There are apparently more of these shapeshifters out there.  The man with the Jehovah's Witness pamphlets is one; Florence de Peyser is another.  Both of them seem to be fairly closely connected to Eva/Alma.  Well, now that Don's finally truly killed Eva/Alma, won't they come for revenge?

How did the men know (or even guess) that if they could "kill the lynx" they'd finally truly kill the shapeshifter?  And why did the shapeshifter always turn into an animal first?  I wondered if it would turn out to be something like the film Fallen, where a demonic spirit can possess the body of a person, but sometimes takes refuge in an animal, if no better prospect is available.  However, I don't think it's ever really explained at all, so who knows...

Why do these... things-- not ghosts, things... keep telling the living that "I am you"?  The only attempts at explanation I've seen haven't been enough for me.

Ugh, you know what?  I give up.  I don't think there is any answer.  It simply doesn't make sense, and with this long of a book, I want a little more of an explanation.  Maybe that's unreasonable, but it's what I want.

Wednesday, June 22, 2016

Wyrd Sisters

Wyrd Sisters
by Terry Pratchett

Kingdoms wobble, crowns topple and knives flash on the magical Discworld as the statutory three witches meddle in royal politics. The wyrd sisters battle against frightful odds to put the rightful king on the throne. At least, that's what they think...

My Reaction:
(Shared read with Donald.  If it's Wodehouse or Pratchett, count on it that it's a shared read.)

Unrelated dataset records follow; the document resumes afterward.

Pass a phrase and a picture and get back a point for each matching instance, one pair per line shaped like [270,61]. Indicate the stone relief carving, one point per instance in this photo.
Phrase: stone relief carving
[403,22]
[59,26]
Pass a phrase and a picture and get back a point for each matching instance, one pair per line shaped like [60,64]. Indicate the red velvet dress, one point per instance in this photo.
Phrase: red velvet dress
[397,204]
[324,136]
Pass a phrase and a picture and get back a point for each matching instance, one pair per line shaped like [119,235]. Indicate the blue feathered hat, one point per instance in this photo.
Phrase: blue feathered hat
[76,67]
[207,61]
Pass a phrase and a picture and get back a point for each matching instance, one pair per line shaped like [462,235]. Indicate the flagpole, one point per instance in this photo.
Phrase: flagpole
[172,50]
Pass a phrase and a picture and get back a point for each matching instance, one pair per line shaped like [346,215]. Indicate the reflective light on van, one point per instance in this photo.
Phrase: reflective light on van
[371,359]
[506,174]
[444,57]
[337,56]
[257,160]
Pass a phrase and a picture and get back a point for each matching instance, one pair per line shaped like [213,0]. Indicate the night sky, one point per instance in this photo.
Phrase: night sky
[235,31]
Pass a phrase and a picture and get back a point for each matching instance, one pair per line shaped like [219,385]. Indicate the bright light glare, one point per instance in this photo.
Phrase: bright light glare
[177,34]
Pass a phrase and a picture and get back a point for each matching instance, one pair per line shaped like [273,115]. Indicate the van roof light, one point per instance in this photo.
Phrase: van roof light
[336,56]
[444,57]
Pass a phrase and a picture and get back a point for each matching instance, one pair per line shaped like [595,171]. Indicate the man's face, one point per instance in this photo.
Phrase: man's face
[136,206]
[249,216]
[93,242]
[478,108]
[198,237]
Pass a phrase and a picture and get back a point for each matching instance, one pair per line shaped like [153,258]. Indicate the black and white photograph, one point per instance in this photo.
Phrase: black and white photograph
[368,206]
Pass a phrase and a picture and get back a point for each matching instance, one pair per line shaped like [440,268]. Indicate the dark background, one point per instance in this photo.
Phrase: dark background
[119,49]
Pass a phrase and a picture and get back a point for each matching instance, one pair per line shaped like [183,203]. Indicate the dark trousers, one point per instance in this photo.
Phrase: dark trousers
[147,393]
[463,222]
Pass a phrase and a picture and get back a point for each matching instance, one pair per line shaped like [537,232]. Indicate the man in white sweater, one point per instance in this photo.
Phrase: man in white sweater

It felt like this book went on for-ev-er... And that's not usually a good sign, is it?  I can't believe it was only 265 pages, honestly.  It felt like 300+, easily.  I'm not sure what the problem was... Part of it is probably not really the fault of the book at all.  Our schedules, lately, haven't always been conducive to regular time for reading together, so of course the book seemed to drag a bit.  (It probably didn't help, either, that we took a long break in the middle of this book to start and finish another novel...)  However, I'm sad to say that I didn't look forward to resuming this read, much of the time (though once I was reading, I liked most of it well enough).  I think it could've used some editing down.  A little streamlining.

That occasional feeling of "how long is this thing, anyway?" aside, I particularly enjoyed the witches' conversations-- and Hwel's "inspirations" were fun, too.  (Humorous dialogue is one of my favorite "flavors".  Referential humor is pretty high on the list, too, so long as I'm in on the references.)  I doubt anything in the book will stay with me beyond another few days-- but it was still a pleasant way to pass some time.